Tout le monde a déjà entendu parler du lac Titicaca, le plus haut lac navigable au monde, puisque situé à 3636 mètres au-dessus du niveau de la mer, et partagé entre le Pérou et la Bolivie.

Cette surface navigable de plus de 8000 kilomètres carrés compte une quarantaine d’îles, dont certaines habitées, et une profondeur maximale d’un peu plus de deux cents mètres. Mais ce n’est pas pour ces éléments géographiques exceptionnels que ce lac est célèbre, ni pour la richesse de son écosystème qui lui a valu d’être classé comme réserve nationale et aire naturelle protégée, mais bien parce qu’il est le berceau de toute la mythologie inca, et tout particulièrement sa plus grande île, l’île du Soleil (Isla del Sol, ou Isla Titikaka, située du côté bolivien du lac) où, d’après les légendes indiennes, serait né le premier des Incas, Manco Cápac.

C’est ce contexte historique qui fait de ce lac un des hauts lieux du tourisme mondial, tourisme qui, s’il profite surtout à l’industrie du voyage, permet également aux nombreuses tribus indiennes vivant encore sur ses berges de réaliser de substantiels bien que relatifs bénéfices.

Hélas, le gouvernement péruvien a signé l’année passée un accord autorisant pour trente ans la recherche et l’extraction du pétrole dans les eaux du lac Titicaca. Les populations indiennes ainsi que les autorités municipales des localités limitrophes de l’ancien lac sacré des Incas ont tout fait pour tenter de faire annuler ce projet. Les défenseurs du site ont également rappelé au gouvernement péruvien que la zone était classée réserve nationale et aire naturelle protégée justement pour préserver la biodiversité exceptionnelle du lac et de ses environs, et qu’on ne pouvait donc le développer que dans le cadre de projets respectant la faune et la flore sylvestres, aquatiques et terrestres.

Mais ce 23 juillet 2010, Pedro Sánchez, ministre péruvien de l’énergie et des mines, a confirmé la volonté du gouvernement en relevant que le fait que le lac se situe en zone naturelle protégée n’avait jamais signifié que l’on ne pouvait ni l’explorer, ni l’exploiter !
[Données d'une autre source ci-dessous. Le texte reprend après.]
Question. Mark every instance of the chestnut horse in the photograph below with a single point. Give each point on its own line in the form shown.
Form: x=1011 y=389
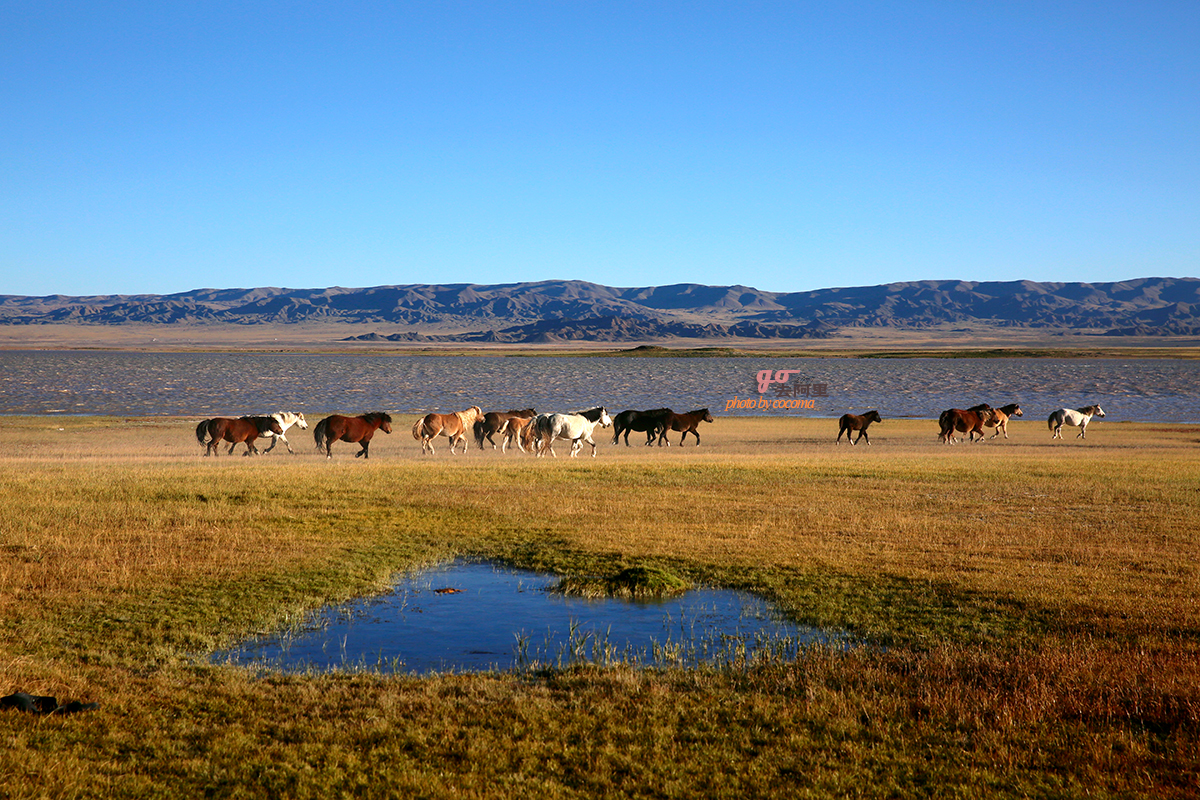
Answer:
x=453 y=426
x=687 y=422
x=1000 y=419
x=651 y=422
x=520 y=429
x=244 y=428
x=850 y=422
x=969 y=421
x=498 y=422
x=351 y=428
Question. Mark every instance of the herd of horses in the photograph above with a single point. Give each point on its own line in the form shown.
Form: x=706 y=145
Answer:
x=535 y=433
x=972 y=422
x=531 y=432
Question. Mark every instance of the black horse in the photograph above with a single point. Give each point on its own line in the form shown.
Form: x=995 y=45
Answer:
x=651 y=421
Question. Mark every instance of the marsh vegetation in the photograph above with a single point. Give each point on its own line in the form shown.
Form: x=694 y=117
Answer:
x=1031 y=608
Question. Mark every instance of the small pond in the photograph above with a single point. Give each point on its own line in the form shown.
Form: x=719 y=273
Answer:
x=478 y=617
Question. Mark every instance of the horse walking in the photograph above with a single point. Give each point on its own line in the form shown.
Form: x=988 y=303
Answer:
x=454 y=426
x=351 y=428
x=970 y=421
x=850 y=422
x=286 y=420
x=1001 y=416
x=497 y=422
x=576 y=427
x=688 y=422
x=1078 y=417
x=234 y=431
x=649 y=422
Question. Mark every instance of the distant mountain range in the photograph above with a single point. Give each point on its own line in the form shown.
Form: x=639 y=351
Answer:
x=576 y=310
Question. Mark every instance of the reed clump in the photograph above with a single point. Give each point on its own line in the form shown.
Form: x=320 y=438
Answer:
x=635 y=582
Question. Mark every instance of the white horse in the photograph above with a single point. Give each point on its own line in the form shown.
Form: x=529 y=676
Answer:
x=1078 y=417
x=286 y=420
x=576 y=427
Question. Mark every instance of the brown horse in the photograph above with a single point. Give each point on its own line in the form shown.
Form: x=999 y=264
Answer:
x=453 y=426
x=497 y=422
x=851 y=422
x=970 y=421
x=520 y=429
x=351 y=428
x=687 y=422
x=1000 y=419
x=243 y=428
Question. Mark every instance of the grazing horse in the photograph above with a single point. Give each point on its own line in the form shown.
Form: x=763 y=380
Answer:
x=286 y=420
x=577 y=427
x=1078 y=417
x=454 y=426
x=687 y=422
x=243 y=428
x=850 y=422
x=351 y=428
x=631 y=420
x=498 y=422
x=970 y=421
x=1000 y=417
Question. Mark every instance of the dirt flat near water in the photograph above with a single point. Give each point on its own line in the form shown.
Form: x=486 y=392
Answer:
x=329 y=337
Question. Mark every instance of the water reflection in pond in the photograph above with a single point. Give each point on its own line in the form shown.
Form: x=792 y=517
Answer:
x=469 y=617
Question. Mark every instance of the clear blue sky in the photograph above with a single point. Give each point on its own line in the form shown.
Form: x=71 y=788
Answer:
x=163 y=146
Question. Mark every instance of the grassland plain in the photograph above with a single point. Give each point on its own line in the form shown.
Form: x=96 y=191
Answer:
x=1029 y=611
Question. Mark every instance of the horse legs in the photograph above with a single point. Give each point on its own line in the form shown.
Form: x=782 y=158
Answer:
x=276 y=439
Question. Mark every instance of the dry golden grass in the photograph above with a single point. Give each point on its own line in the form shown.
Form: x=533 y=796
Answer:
x=1038 y=599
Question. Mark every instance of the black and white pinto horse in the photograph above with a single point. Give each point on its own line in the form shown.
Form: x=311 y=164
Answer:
x=1078 y=417
x=576 y=427
x=286 y=420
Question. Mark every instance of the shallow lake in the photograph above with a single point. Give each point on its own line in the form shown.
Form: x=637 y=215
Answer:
x=199 y=384
x=472 y=617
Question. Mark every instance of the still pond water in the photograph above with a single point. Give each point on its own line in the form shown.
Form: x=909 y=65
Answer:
x=149 y=384
x=471 y=617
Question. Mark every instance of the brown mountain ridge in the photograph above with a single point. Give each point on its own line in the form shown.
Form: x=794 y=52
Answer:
x=577 y=310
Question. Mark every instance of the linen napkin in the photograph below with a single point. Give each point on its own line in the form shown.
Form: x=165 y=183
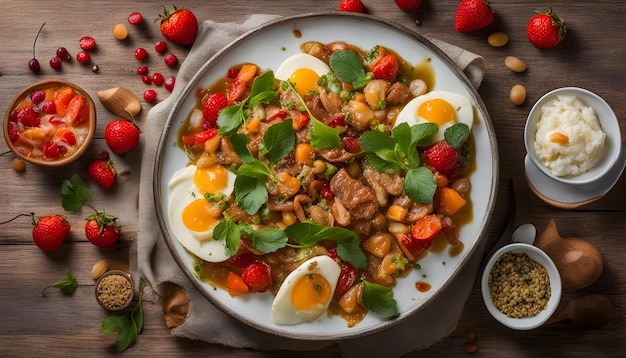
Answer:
x=198 y=318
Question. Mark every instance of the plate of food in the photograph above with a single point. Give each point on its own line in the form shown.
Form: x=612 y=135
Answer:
x=326 y=176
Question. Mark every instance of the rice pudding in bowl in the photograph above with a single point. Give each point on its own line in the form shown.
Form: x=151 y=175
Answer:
x=572 y=135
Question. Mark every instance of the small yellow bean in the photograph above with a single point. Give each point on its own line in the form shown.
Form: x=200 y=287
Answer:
x=120 y=32
x=498 y=39
x=514 y=64
x=517 y=95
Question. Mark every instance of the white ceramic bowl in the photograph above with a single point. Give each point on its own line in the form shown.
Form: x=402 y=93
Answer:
x=608 y=122
x=544 y=260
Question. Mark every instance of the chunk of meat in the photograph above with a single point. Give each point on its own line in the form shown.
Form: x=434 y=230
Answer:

Lorsqu’on connaît les dégâts que font à la nature les sociétés spécialisées dans l’extraction et l’exploitation du pétrole, même sans rappeler la catastrophe provoquée par la British Petroleum dans le golfe du Mexique, on peut être certain que rapidement les eaux tranquilles du lac Titicaca où reposent les restes des derniers Incas et les rêves d’un peuple aujourd’hui disparu seront bientôt saccagées et pillées par l’appétit dévorant du monde moderne que nous avons créé.

On aurait espéré que la Bolivie voisine freine les ambitions péruviennes, mais les dernières déclarations de son président, Evo Moralez, en faveur de la recherche et de l’exploitation des ressources naturelles comme le gaz et le pétrole dans son pays font plutôt craindre que la Bolivie, elle aussi, se lance dans l’exploration et l’exploitation des fonds du lac Titicaca.

D’aucuns m’objecteront qu’il est aisé de défendre les intérêts écologiques de contrées lointaines en faisant abstraction des réalités économiques, et que même s’il est certain que la découverte de pétrole va profiter en premier lieu aux nantis de l’industrie et de la politique, on ne peut nier que certains avantages économiques profiteront également aux Autochtones, ne fut-ce que par la création d’emploi et d’infrastructures.

Il paraît en effet évident que la protection de l’environnement doit rester un combat de second plan si l’on considère qu’une partie des bénéfices seront réinvestis au profit des communautés locales, surtout dans ces régions à la pauvreté endémique.

Mais d’un autre côté, il est regrettable de constater que notre société ne peut progresser, encore et toujours, qu’en détruisant ce monde qui nous abrite.

Entre les beaux discours du développement durable et la réalité, le fossé reste immense. Souhaitons que les rêves d’une société plus écologique ne restent pas à l’état de théories comme le restèrent ceux d’une société communiste et égalitaire.